Permanent Injunction Entered in Patent Case

An injunction was the only way to remedy the plaintiff’s loss of its ability to exclusively practice its patent claims, according to the court in Brocade Comm. Sys. v. A10 Networks, No. C 10-3428 PSG (N.D. Cal. Jan 10, 2013). The court thus granted the plaintiff’s motion for a permanent injunction following a finding of patent infringement. The defendant had been found liable for infringing four claims of three patents, U.S. Patent No. 7,454,500, U.S. Patent No. 7,581,009 , and U.S. Patent No. 7,558,195. In reaching its decision, the court took note that the Federal Circuit has articulated standards for injunctions in the wake of the Supreme Court’s eBay decision, providing an implicit reminder that eBay did not kill patent injunctions.

The plaintiff and the defendant both sold “application delivery controllers (‘ADC’) with Global Server Load Balancing (‘GSLB’) and High Availability (‘HA’) features.” The patents related to use of GSLB devices. While the jury found infringement of the four patent claims, and awarded damages, it did not find willful or induced infringement.

The court articulated the applicable legal standard as follows:

Pursuant to eBay, Inc. v. MercExchange, LLC, there is no presumption in favor of an injunction in patent infringement cases. Instead, a plaintiff retains the burden of showing that the four traditional equitable factors support entry of a permanent injunction: (1) that the plaintiff has suffered irreparable harm; (2) that “remedies available at law are inadequate to compensate for that injury”; (3) that “considering the balance of hardships between the plaintiff and defendant, a remedy in equity is warranted”; and (4) that “the public interest would not be ‘disserved’ by a permanent injunction.”
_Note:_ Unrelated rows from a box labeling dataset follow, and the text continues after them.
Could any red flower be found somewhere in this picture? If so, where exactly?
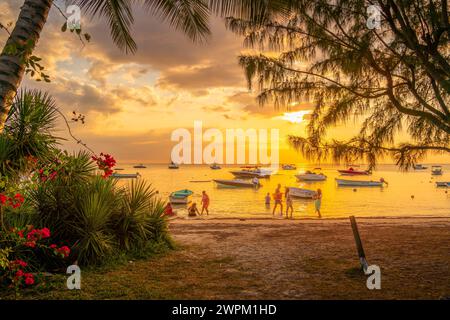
[24,241,36,248]
[24,273,34,286]
[11,259,28,268]
[57,246,70,258]
[40,228,50,239]
[0,193,8,204]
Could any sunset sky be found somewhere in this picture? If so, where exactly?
[0,0,448,162]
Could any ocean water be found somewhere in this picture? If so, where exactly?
[117,164,450,218]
(Footnotes and citations omitted.)

Turning first to the question of irreparable harm, the court considered whether the requirement of a “causal nexus” between the alleged harm and the  infringement was required in the context of a permanent injunction as well as when a preliminary injunction was sought. While expressing doubt that a causal nexus was always required in the case of a permanent injunction, the court said that the issue was moot. The court thought that the plaintiff had “proven a sufficient nexus between the established infringement and irreparable harm from the loss of its exclusive right to practice its patents.” Indeed, “[t]he Federal Circuit recently repeated the importance of the right of exclusivity in Edwards Lifesciences AG v. CoreValve, Inc. and Presidio Components, Inc. v. American Technical Ceramics Corp.
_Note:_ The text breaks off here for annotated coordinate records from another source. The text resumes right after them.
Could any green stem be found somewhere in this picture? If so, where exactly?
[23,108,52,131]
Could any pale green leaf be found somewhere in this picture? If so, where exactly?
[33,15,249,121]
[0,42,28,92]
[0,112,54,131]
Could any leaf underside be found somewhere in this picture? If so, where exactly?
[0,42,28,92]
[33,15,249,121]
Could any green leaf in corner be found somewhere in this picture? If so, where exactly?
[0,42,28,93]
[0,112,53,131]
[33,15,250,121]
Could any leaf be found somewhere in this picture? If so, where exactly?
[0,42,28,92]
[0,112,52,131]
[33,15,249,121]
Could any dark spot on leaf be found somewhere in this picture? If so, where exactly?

Here, the plaintiff had shown that its products practiced the four infringed claims. There was no evidence that the plaintiff had licensed any of the patents. Therefore, the defendant’s “infringement prevents it from practicing its patents exclusively.” Further, the parties were in direct competition, and the plaintiff’s loss of exclusivity was therefore “particularly injurious.”

The court dealt quickly with the “inadequate remedies at law” prong of the injunction analysis. Money damages were able to compensate the plaintiff for past infringement, but could not protect the plaintiff’s right to practice its invention exclusively.

Turning to the third prong of the injunction analysis, the court found that the balance of hardships weighed in favor of the plaintiff. The defendant argued that its relatively small size when compared with the plaintiff balanced the hardships in its favor. However, the defendant’s expert had testified at trial that it could easily design around the infringed claims. Further, the infringing features did not drive product sales. Thus, when compared to the plaintiff’s hardship of losing its exclusivity, the defendant’s hardships were outweighed.

Considering the last prong of the analysis, the court considered whether an injunction was in the public interest, and decided that it was. Although the short-term exclusivity of a patent might deprive the public of products and competition in the marketplace, that short-term exclusivity “ideally encourages more investment in research and development of inventions.”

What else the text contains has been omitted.